Association between known or strongly suspected malignant hyperthermia susceptibility and postoperative outcomes: an observational population-based study
Jones PM, Allen BN, Cherry RA, Dubois L, Vogt KN, Shariff SZ, Bray Jenkyn KM, Riazi S, Wijeysundera DN. Can J Anaesth. 2019; 66(2):161-81. Epub 2018 Nov 12.
Purpose — Whether current standards of care management for malignant hyperthermia (MH)-susceptible patients result in acceptable postoperative clinical outcomes at a population level is not known. Our objective was to determine if patients with susceptibility to MH experienced similar outcomes as patients without MH susceptibility after surgery under general anesthesia.
Methods — This was a retrospective, population-based cohort study from 1 April 2009 until 31 March 2016 in the Canadian province of Ontario. Participants were adults who underwent common in- or outpatient surgeries under general anesthesia. The exposure studied was either known or strongly suspected MH susceptibility as determined by usage of a specific physician billing code. The primary outcome was a composite of all-cause death, hospital readmission, or major postoperative complications, all within 30 postoperative days. Separate analyses were employed, based on whether a patient had in- or outpatient surgery. Inverse probability of exposure weighting based on the propensity score was used to estimate adjusted exposure effects.

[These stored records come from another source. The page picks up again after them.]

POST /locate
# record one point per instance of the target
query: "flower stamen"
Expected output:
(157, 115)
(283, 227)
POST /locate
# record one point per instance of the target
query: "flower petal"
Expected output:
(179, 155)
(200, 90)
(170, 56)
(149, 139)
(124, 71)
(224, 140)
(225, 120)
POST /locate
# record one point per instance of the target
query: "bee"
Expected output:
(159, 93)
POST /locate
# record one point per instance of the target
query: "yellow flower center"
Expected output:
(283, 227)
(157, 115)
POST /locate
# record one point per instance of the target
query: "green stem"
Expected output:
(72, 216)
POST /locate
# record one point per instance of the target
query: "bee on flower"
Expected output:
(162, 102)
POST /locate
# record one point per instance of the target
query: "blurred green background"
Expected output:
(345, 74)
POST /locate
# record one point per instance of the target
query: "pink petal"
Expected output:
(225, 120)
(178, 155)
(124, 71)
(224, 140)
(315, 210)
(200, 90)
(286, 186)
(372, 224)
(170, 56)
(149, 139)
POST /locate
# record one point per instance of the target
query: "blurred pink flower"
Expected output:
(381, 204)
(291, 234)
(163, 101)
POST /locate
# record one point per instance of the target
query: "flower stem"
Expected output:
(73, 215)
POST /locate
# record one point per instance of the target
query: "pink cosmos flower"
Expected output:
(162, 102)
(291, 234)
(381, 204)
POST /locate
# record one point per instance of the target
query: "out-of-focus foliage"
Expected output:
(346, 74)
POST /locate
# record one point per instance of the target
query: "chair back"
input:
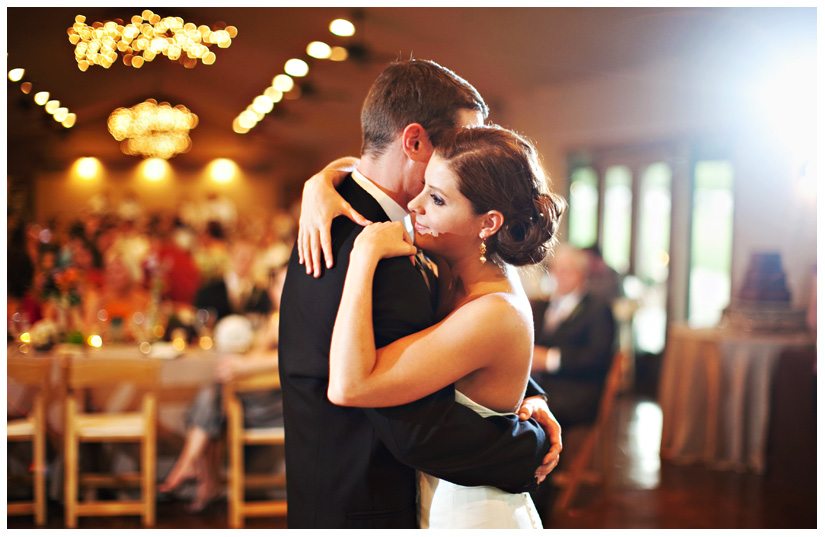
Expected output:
(90, 372)
(257, 381)
(33, 372)
(612, 384)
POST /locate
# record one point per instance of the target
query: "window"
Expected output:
(583, 211)
(711, 242)
(618, 210)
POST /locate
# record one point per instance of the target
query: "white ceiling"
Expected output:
(504, 52)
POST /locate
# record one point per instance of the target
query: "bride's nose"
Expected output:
(414, 206)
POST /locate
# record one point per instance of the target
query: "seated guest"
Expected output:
(114, 305)
(574, 342)
(205, 419)
(236, 291)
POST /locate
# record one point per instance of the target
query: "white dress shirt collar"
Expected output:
(396, 212)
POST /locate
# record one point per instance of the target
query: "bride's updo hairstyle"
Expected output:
(499, 170)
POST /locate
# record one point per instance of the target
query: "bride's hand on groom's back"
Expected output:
(536, 408)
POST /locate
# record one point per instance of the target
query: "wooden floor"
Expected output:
(641, 491)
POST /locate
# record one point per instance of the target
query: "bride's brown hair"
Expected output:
(499, 170)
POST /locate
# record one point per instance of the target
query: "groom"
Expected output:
(353, 467)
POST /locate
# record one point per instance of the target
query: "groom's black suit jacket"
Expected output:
(353, 467)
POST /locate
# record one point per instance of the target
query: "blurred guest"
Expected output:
(172, 265)
(219, 208)
(212, 252)
(198, 460)
(122, 295)
(574, 341)
(602, 280)
(236, 291)
(22, 307)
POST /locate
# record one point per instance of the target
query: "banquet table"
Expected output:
(182, 374)
(715, 394)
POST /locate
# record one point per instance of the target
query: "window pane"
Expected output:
(618, 199)
(653, 248)
(711, 242)
(653, 257)
(584, 206)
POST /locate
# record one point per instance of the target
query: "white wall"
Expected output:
(678, 100)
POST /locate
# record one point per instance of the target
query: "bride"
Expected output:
(484, 210)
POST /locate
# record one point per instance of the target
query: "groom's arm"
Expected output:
(448, 440)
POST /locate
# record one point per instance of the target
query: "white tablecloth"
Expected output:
(714, 392)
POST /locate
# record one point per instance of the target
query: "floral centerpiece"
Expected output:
(62, 291)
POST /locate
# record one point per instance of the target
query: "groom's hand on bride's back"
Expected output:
(536, 407)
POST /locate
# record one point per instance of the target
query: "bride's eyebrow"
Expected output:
(431, 187)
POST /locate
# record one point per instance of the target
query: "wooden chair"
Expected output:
(140, 426)
(237, 438)
(33, 373)
(581, 468)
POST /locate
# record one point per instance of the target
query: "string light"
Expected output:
(52, 107)
(150, 129)
(283, 86)
(143, 39)
(341, 27)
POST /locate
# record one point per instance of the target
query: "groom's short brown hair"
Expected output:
(414, 91)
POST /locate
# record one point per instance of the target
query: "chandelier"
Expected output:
(143, 39)
(151, 129)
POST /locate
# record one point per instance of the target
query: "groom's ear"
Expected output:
(416, 143)
(491, 222)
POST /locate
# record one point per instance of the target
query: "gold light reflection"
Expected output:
(282, 83)
(151, 129)
(16, 75)
(342, 27)
(319, 49)
(144, 38)
(338, 54)
(87, 167)
(223, 170)
(154, 169)
(296, 67)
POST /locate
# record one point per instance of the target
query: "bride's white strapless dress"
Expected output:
(445, 505)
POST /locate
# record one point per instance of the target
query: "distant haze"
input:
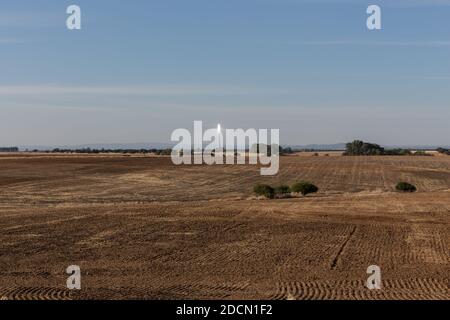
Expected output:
(137, 71)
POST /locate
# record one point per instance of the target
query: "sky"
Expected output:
(139, 69)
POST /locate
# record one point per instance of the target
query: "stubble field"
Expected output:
(141, 228)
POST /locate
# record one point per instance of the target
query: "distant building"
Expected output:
(9, 149)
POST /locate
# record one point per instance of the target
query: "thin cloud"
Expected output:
(437, 43)
(139, 90)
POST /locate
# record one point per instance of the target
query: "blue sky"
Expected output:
(140, 69)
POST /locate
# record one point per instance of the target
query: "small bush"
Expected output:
(264, 190)
(282, 190)
(304, 188)
(405, 187)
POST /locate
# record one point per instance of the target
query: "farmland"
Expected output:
(142, 228)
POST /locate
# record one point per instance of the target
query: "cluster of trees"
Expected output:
(361, 148)
(284, 191)
(124, 151)
(443, 151)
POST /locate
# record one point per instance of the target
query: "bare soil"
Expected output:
(142, 228)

Results — The cohort included 957,876 patients (583,254 in- and 374,622 outpatients). There were 2,900 (0.3%) patients with a known or strong suspicion of MH susceptibility. For inpatients, the primary outcome occurred in 146,192 (25.1%) of the non-MH-susceptible group and in 337 (20.1%) of the MH-susceptible group (unadjusted risk difference [RD], −5.0%; 95% confidence interval [CI], −6.9 to −3.1%; P < 0.001). In outpatients, the primary outcome occurred in 9,146 (2.4%) of the non-MH-susceptible group and in 32 (2.6%) of the MH-susceptible group (RD, 0.2%; 95% CI, −0.7 to 1.1%; P = 0.72). After adjustment, MH susceptibility was not associated with the primary outcome in either the inpatients (adjusted risk difference [aRD], 1.2%; 95% CI, −1.3 to 3.6%; P = 0.35) or outpatients (aRD, −0.1%; 95% CI −1.0 to 0.9%; P = 0.90).
Conclusions — Among adults in Ontario who underwent common surgeries under general anesthesia from 2009 to 2016, known or strongly suspected MH was not associated with a higher risk of adverse postoperative outcomes. These findings support the current standard of care management for MH-susceptible patients.